In terms of technologies, weapons and equipment use, it represents assets, that exist to perform specific functions in relation to requirements of the statement about present or future military operations as derived from the national defence policy (strategic). A national Capabilities Development Plan seeks to provide a global understanding of capability needs, capability trends and potential capability shortfalls.

Military capability is often referred to in terms of low, medium and high, although this usually refers to the type, quantity and sophistication of technology being used in combat operations, and the severity of threat to security of the state.

Maintaining military capability requires modernisation of military technology, particularly prevalent in Europe since the Middle Ages due to the arms race that commenced with the introduction of artillery and later firearms into warfare.

In the European Union, capability development is approached by the Capability Directorate focusing on three primary areas:
- IAP: Information Acquisition & Processing – Knowledge
- GEM: Guidance, Energy & Materials – Engagement
- ESM: Environment, Systems & Modelling – Manoeuver

Existing military capability in armed forces will be employed, and only minor enhancements are possible in a short conflict.

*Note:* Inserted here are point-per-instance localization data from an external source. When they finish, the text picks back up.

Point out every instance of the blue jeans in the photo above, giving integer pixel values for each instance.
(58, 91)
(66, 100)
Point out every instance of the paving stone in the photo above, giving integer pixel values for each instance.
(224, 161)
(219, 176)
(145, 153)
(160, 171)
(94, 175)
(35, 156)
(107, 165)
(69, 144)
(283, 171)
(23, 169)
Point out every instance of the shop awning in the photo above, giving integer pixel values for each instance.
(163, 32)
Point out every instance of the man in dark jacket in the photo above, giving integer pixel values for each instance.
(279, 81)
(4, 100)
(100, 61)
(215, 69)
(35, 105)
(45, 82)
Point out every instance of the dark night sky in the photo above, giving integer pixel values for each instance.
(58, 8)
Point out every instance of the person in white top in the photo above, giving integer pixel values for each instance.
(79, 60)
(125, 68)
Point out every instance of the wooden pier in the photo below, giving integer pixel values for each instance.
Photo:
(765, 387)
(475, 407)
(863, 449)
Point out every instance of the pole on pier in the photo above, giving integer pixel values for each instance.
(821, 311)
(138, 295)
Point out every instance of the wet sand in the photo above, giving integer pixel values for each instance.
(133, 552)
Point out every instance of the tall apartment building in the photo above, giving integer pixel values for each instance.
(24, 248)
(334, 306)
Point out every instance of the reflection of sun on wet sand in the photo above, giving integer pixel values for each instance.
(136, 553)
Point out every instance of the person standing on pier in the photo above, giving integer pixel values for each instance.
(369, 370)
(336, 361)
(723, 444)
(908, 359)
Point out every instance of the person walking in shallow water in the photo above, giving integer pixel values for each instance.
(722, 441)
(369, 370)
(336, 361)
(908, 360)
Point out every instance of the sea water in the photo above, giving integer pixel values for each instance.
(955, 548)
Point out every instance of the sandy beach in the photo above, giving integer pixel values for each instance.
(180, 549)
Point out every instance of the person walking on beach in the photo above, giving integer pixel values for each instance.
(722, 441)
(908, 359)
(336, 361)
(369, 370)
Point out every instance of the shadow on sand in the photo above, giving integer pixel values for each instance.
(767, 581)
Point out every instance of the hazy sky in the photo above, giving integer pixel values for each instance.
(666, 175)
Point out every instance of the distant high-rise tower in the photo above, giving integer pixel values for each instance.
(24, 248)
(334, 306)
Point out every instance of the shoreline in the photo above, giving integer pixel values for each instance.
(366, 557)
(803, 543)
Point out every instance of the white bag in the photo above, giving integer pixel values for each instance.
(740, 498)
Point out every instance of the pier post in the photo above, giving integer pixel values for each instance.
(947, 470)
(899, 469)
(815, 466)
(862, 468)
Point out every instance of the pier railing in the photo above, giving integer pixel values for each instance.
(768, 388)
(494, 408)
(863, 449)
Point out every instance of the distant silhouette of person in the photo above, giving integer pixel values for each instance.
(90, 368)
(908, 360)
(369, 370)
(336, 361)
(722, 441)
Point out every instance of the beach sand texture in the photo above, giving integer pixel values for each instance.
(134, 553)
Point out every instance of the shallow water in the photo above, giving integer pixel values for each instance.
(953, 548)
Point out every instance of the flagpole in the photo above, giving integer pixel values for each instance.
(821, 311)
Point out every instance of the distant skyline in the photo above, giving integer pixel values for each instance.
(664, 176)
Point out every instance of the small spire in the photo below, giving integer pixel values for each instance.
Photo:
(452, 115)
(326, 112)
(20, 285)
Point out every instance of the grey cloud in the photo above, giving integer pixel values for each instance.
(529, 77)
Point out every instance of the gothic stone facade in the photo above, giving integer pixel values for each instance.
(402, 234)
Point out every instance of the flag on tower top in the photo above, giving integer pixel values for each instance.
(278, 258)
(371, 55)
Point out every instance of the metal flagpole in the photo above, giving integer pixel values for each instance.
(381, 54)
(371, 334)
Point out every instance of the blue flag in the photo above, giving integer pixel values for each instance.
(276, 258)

The context within which the military capabilities are used such as the geography of the area of operations, the culture and demography of the enemy, and the preparedness of the opposing forces, generally can not be altered at the start of the conflict.

It is a major part of military science to find methods of defeating the enemy with available capabilities using existing and new concepts. Successful use of military capability by employing these concepts and methods is reflected in the effects on the enemy ability to continue to resist, subject to Rules of Engagement (ROE) range of political, legal and ethical factors. Military capability is often tested in peacetime by using the scenario methodology to analyse performance, often as a war game. It is:
The military's strategic role is to advise civilian leadership on the capability of military forces to execute specific missions.

Future military capability is developed based on the analysis of experimentation and testing of existing capability performance, and future capability decisions are made based on the armed forces being able to meet the challenges of a range of possible future scenarios. This is arguably a difficult task to accomplish due to the lack of predictability about future threats, changes in defence policy, and the range of response options and their effects that a government may want as a matter of future national defence policy.

The difference between expected and deliverable military capabilities is called the military capability gap, although the same term is also sometimes used to compare capabilities of potential future belligerents.

The vast majority of international relations studies and defense analyses assume that military power is a direct product of material resources, often measured in terms of the size of a state's defense budget, military forces, or gross domestic product (GDP). A growing body of research, however, claims that certain non-material factors significantly affect the ability of states to translate their resources into fighting power.